Opinion
May 20, 1936.
Appeal from Supreme Court of Jefferson County.
Melvin L. Zurett [ Oscar J. Brown with him on the brief], for the appellant.
Donald A. Wiltse, for the respondent.
All concur, LEWIS, J., not voting. Present — SEARS, P.J., TAYLOR, EDGCOMB, CROSBY and LEWIS, JJ.
The rule is well established that non-payment of costs in an action entitles a defendant in whose favor they are awarded to stay all proceedings in a subsequent action brought by the same plaintiff upon the same cause of action. ( Wilner v. Independent Order Ahawas Israel, 122 App. Div. 615; Simms v. Carter Weekes Stevedoring Co., 169 id. 582; Singer v. Garlick, 123 id. 282.)

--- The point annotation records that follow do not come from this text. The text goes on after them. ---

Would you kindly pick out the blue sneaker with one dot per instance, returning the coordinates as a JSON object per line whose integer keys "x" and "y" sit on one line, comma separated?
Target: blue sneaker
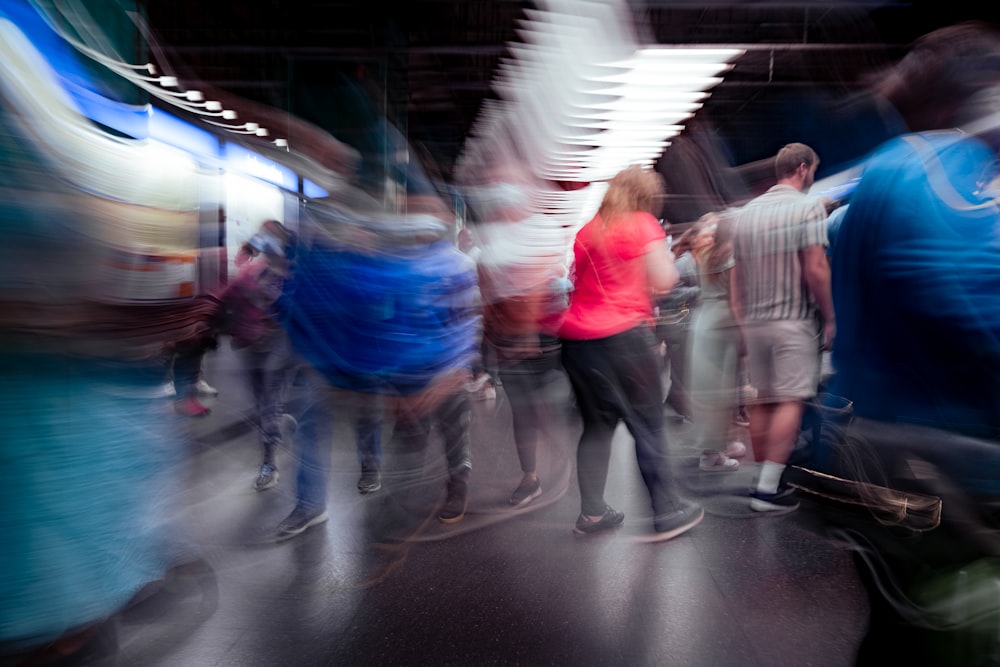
{"x": 612, "y": 518}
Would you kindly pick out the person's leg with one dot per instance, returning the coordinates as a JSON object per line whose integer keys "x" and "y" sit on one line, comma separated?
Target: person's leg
{"x": 632, "y": 357}
{"x": 678, "y": 398}
{"x": 313, "y": 443}
{"x": 713, "y": 362}
{"x": 795, "y": 360}
{"x": 454, "y": 417}
{"x": 591, "y": 378}
{"x": 368, "y": 435}
{"x": 187, "y": 367}
{"x": 521, "y": 384}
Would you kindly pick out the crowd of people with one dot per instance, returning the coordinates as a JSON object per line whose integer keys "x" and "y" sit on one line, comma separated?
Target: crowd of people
{"x": 390, "y": 317}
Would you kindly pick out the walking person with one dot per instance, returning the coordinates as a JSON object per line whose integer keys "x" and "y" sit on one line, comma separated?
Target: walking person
{"x": 716, "y": 347}
{"x": 621, "y": 262}
{"x": 782, "y": 301}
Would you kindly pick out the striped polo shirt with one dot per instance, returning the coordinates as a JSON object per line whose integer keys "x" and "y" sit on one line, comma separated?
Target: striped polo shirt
{"x": 770, "y": 231}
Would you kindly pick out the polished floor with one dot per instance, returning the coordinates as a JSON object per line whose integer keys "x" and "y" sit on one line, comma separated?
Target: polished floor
{"x": 503, "y": 587}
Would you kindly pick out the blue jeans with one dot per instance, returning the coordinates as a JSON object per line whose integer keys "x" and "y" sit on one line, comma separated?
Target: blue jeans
{"x": 269, "y": 369}
{"x": 525, "y": 381}
{"x": 617, "y": 378}
{"x": 313, "y": 404}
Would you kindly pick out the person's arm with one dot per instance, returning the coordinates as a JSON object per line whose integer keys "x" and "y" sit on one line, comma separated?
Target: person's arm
{"x": 660, "y": 269}
{"x": 736, "y": 305}
{"x": 816, "y": 273}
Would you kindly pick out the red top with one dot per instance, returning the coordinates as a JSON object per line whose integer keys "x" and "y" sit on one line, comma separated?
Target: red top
{"x": 610, "y": 290}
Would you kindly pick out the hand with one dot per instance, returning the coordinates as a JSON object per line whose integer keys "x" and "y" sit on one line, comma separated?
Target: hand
{"x": 828, "y": 334}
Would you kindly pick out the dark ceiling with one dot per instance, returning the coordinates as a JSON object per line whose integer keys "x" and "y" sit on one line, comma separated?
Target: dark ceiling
{"x": 428, "y": 64}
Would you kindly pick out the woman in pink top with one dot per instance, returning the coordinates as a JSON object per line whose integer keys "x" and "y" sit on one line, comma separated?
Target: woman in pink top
{"x": 621, "y": 261}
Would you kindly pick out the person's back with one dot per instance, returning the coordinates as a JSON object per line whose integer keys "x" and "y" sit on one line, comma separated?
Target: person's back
{"x": 770, "y": 232}
{"x": 916, "y": 276}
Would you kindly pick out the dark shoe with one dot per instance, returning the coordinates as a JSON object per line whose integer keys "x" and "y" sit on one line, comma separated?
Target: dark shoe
{"x": 671, "y": 525}
{"x": 454, "y": 506}
{"x": 712, "y": 461}
{"x": 266, "y": 478}
{"x": 526, "y": 492}
{"x": 370, "y": 482}
{"x": 300, "y": 520}
{"x": 778, "y": 503}
{"x": 190, "y": 407}
{"x": 587, "y": 526}
{"x": 205, "y": 389}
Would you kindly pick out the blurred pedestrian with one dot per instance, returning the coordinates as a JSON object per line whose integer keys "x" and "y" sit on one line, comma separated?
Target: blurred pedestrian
{"x": 621, "y": 262}
{"x": 782, "y": 303}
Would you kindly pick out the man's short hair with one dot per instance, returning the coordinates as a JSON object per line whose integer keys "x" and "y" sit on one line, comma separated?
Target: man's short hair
{"x": 791, "y": 156}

The record discloses no special facts which take the present case out of the above-mentioned rule. The alleged inability of the guardian to pay the costs does not constitute an excuse for refusing to stay the present action. ( McDevitt v. Hyatt, 185 App. Div. 370; Wilner v. Independent Order Ahawas Israel, 122 id. 615.) It must be borne in mind that the present guardian was not entitled to be appointed as such unless she was of sufficient ability to answer for any damage which might be sustained by her negligence or misconduct. (Rules Civ. Prac., rule 40, subd. 3.) She was required to state facts showing such ability in an affidavit before she was appointed, and we may assume that she complied with the rule, or that she would never have received her appointment. Neither does the fact that the plaintiff is an infant take the case out of the general rule. ( Thater v. Margrey, 242 App. Div. 31.)
Plaintiff made no attempt to sue as a poor person, pursuant to the provisions of section 196 of the Civil Practice Act.
For the reasons stated we feel that defendant's motion should have been granted, and that the order appealed from should be reversed.
Order reversed, without costs, and motion granted, without costs.